Firstly I'll highlight the use of seriesvector is purely for brevity, let's ignore that debate for now. Our concern is that not treating VL as a Constant means sub and seriesvector are no longer constant and are likely to be hoisted away from the shufflevector. The knock on effect being to force the code generator into generating generic vector permutes rather than utilise any specialised permute instructions the target provides.

Does this make sense? I am not after agreement just want to make sure we are on the same page regarding our aims before digging down into how VL actually looks and its interaction with the loop vectoriser’s chosen VF.

  Paul!!!

p.s.

I'll respond to the stepvector question later in a separate post to break down the different discussion points.

    > Related to this I want to push this and related conversations in a different direction. From the outset our approach to add SVE support to LLVM IR has been about solving the generic problem of vectorising for an unknown vector length and then extending this to support predication. With this in mind I would rather the problem and its solution be discussed at the IR's level of abstraction rather than getting into the guts of SVE.
    
    Hi Paul,
    
    How scalable vectors operate is intimately related to how you
    represent them in IR. It took a long time for the vector types to be
    mapped to all available semantics. We still had to use a bunch of
    intrinsics for scatter / gather, it took years to get the strided
    access settled.
    
    I understand that scalable vectors are orthogonal to all this, but as
    a new concept, one that isn't available in any open source compiler I
    know of, is one that will likely be very vague. Not publishing the
    specs only make it worse.
    
    I take the example of the ACLE and ARMv8.2 patches that ARM has been
    pushing upstream. I have no idea what the new additions are, so I have
    to take your word that they're correct. But later on, different
    behaviour comes along for the same features with a comment "it didn't
    work that way, let's try this". Sometimes, I don't even know what
    failed, or why this new thing is better.
    
    When that behaviour is constricted to the ARM back-end, it's ok. It's
    a burden that me and Tim will have to carry, and so far, it has been a
    small burden. But exposing the guts of the vectorizers (which are
    already getting to a point where the need large refactorings), which
    will affect all targets, need a bit more of concrete information.
    
    The last thing we want is to keep changing how the vectorizer behaves
    every six months without any concrete information as to why.
    
    I also understand that LLVM is great at prototyping, and that's an
    important step for companies like ARM to make sure their features work
    as reliably as they expect in the wild, but I think adding new IR
    semantics and completely refactoring core LLVM passes without a clue
    is a few steps too far.
    
    I'm not asking for a full spec. All I'm asking is for a description of
    the intended basic functionality. Addressing modes, how to extract
    information from unknown lanes, or if all reduction steps will be done
    like `saddv`. Without that information, I cannot know what is the best
    IR representation for scalable vectors or what will be the semantics
    of shufffle / extract / insert operations.
    
    > "complex constant" is the term used within the LangRef. Although its value can be different across certain interfaces this does not need to be modelled within the IR and thus for all intents and purposes we can safely consider it to be constant.
    
    From the LangRef:
    
    "Complex constants are a (potentially recursive) combination of simple
    constants and smaller complex constants."
    
    There's nothing there saying it doesn't need to be modeled in IR.
    
    > "vscale" is not trying to represent the result of such speculation. It's purely a constant runtime vector length multiplier.

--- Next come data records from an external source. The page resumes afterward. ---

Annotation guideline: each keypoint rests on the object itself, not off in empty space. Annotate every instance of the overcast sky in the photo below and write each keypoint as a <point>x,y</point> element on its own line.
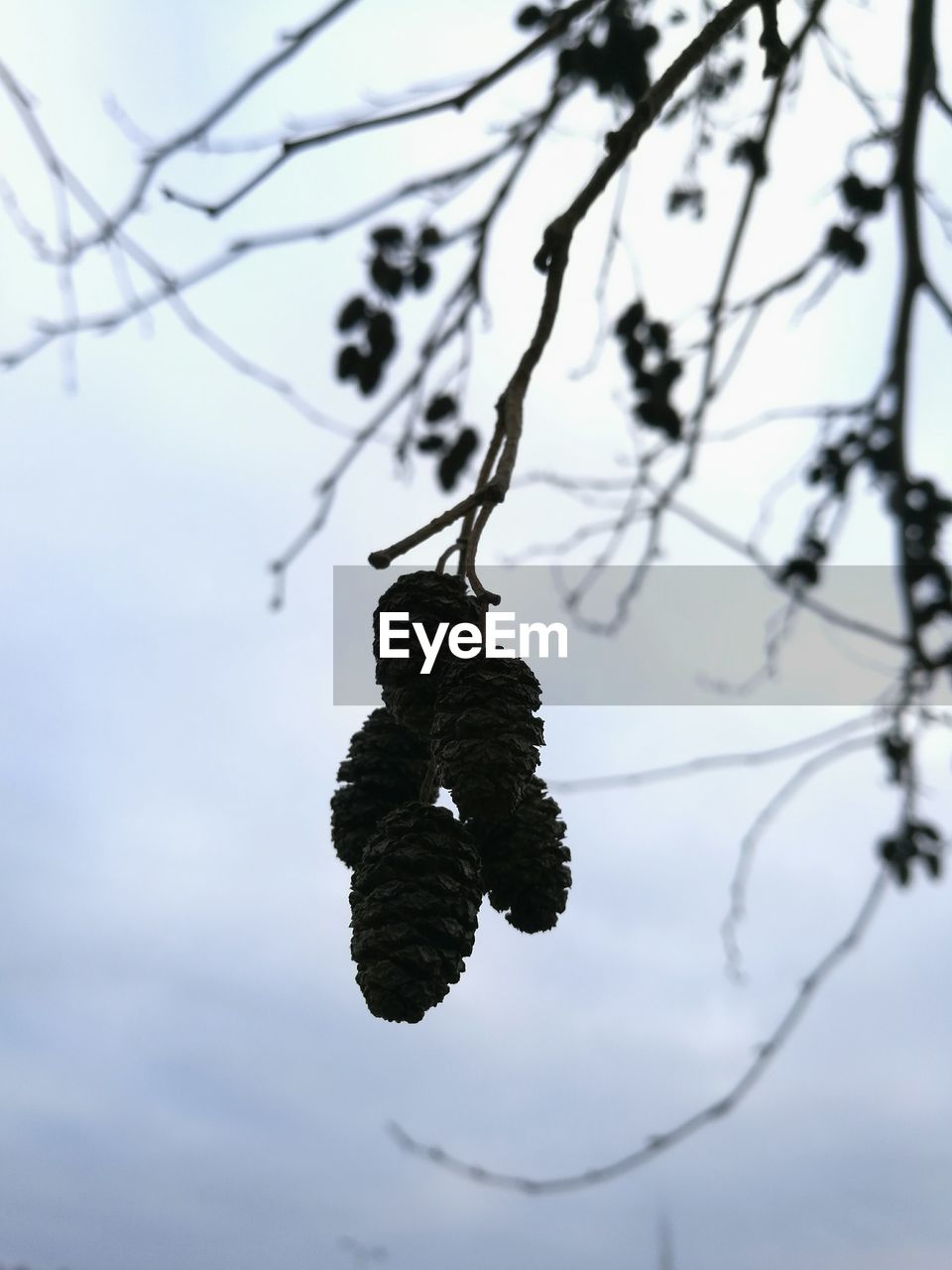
<point>188,1074</point>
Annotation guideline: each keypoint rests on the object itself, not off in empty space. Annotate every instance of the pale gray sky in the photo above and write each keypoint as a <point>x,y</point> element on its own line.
<point>188,1074</point>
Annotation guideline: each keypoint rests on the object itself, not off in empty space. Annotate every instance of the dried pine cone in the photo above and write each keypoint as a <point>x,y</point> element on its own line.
<point>429,598</point>
<point>414,897</point>
<point>485,734</point>
<point>385,767</point>
<point>525,864</point>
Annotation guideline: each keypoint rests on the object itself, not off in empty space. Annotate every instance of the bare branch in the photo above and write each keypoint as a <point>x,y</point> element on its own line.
<point>661,1142</point>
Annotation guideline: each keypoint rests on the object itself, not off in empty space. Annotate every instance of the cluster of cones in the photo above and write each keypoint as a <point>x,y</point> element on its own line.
<point>420,873</point>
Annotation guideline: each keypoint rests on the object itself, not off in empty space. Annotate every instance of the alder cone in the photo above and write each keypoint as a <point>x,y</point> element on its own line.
<point>385,767</point>
<point>414,898</point>
<point>429,598</point>
<point>485,734</point>
<point>525,864</point>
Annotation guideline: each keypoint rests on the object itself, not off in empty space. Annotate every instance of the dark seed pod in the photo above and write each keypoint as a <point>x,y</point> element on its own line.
<point>414,899</point>
<point>385,767</point>
<point>429,598</point>
<point>485,734</point>
<point>525,864</point>
<point>454,460</point>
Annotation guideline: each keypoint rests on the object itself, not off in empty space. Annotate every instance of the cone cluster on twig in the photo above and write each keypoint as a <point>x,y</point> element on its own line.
<point>419,873</point>
<point>385,767</point>
<point>428,598</point>
<point>416,898</point>
<point>525,862</point>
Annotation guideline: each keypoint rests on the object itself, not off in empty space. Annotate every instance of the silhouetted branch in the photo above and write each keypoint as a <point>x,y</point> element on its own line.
<point>657,1143</point>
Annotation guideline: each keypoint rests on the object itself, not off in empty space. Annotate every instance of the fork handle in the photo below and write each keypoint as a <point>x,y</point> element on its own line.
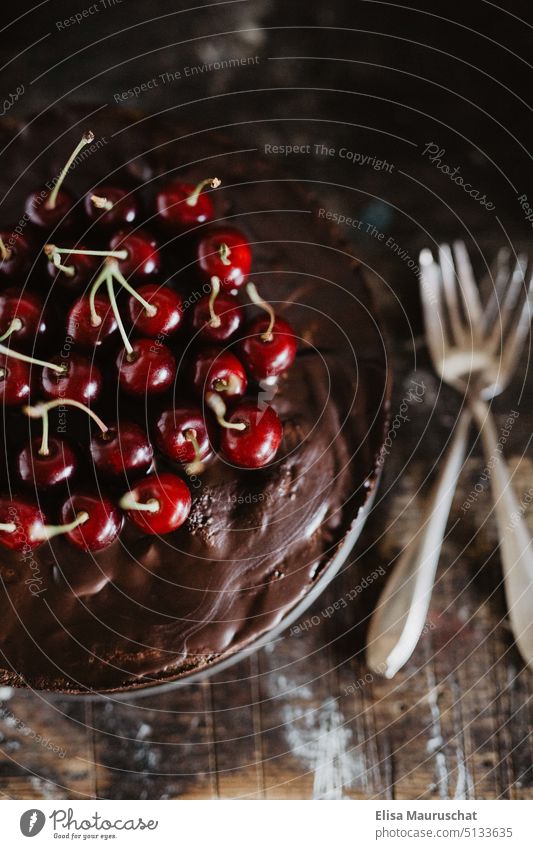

Such a value is required by LoopVectorize to update induction variables as describe below plus simple interactions like extracting the last element of a scalable vector.
    
    Right, I'm beginning to see what you mean...
    
    The vectorizer needs that to be a constant at compile time to make
    safety assurances.
    
    For instance: for (1..N) { a[i+3] = a[i] + i; }
    
    Has a max VF of 3. If the vectorizer is to act on that loop, it'll
    have to change "vscale" to 3. If there are no loop dependencies, then
    you leave as "vscale" but vectorizes anyway.
    
    Other assurances are done for run time constants, for instance, tail
    loops when changing
    
    for (i=0; i<N; i++) -> for (i=0; i<N; i+=VF)
    
    That VF is now a run-time "constant", and the vectorizer needs to see
    it as much, otherwise it can't even test for validity.
    
    So, the vectorizer will need to be taught two things:
    
    1. "vscale" is a run time constant, and for the purpose of validity,
    can be shrunk to any value down to two. If the value is shrunk, the
    new compile time constant replaces vscale.
    
    2. The cost model will *have* to treat "vscale" as an actual compile
    time constant. This could come from a target feature, overriden by a
    command line flag but there has to be a default, which I'd assume is
    4, given that it's the lowest length.
    
    > %index.next = add nuw nsw i64 %index, mul (i64 vscale, i64 4)
    >
    > for a VF of "n*4" (remembering that vscale is the "n" in "<n x 4 x Ty>")
    
    I see what you mean.
    
    Quick question: Since you're saying "vscale" is an unknown constant,
    why not just:
    
       %index.next = add nuw nsw i64 %index, i64 vscale
    
    All scalable operations will be tied up by the predication vector
    anyway, and you already know what the vector type size is anyway.
    
    The only worry is about providing redundant information that could go
    stale and introduce bugs.
    
    I'm assuming the vectorizer will *have* to learn about the compulsory
    predication and build those vectors, or the back-end will have to
    handle them, and it can get ugly.
    
    >> %const_vec = <n x 4 x i32> @llvm.sve.constant_vector(i32 %start, i32 %step)
    >
    > This intrinsic matches the seriesvector instruction we original proposed. However, on reflection we didn't like how it allowed multiple representations for the same constant.
    
    Can you expand how this allows multiple representations for the same constant?
    
    This is a series, with a start and a step, and will only be identical
    to another which has the same start and step.
    
    Just like C constants can "appear" different...
    
    const int foo = 4;
    const int bar = foo;
    const int baz = 2 + 2;
    
    > I know this doesn't preclude the use of an intrinsic, I just wanted to highlight that doing so doesn't automatically change the surrounding IR.
    
    I don't mind IR changes, I'm just trying to understand the need for it.
    
    Normally, what we did in the past for some things was to add
    intrinsics and then, if it's clear a native IR construct would be
    better, we change it.
    
    At least the intrinsic can be easily added without breaking
    compatibility with anything, and since we're in prototyping phase
    anyway, changing the IR would be the worst idea.
    
    cheers,
    --renato

I'm not asking for a full spec. All I'm asking is for a description of
the intended basic functionality. Addressing modes, how to extract
information from unknown lanes, or if all reduction steps will be done
like `saddv`. Without that information, I cannot know what is the best
IR representation for scalable vectors or what will be the semantics
of shufffle / extract / insert operations.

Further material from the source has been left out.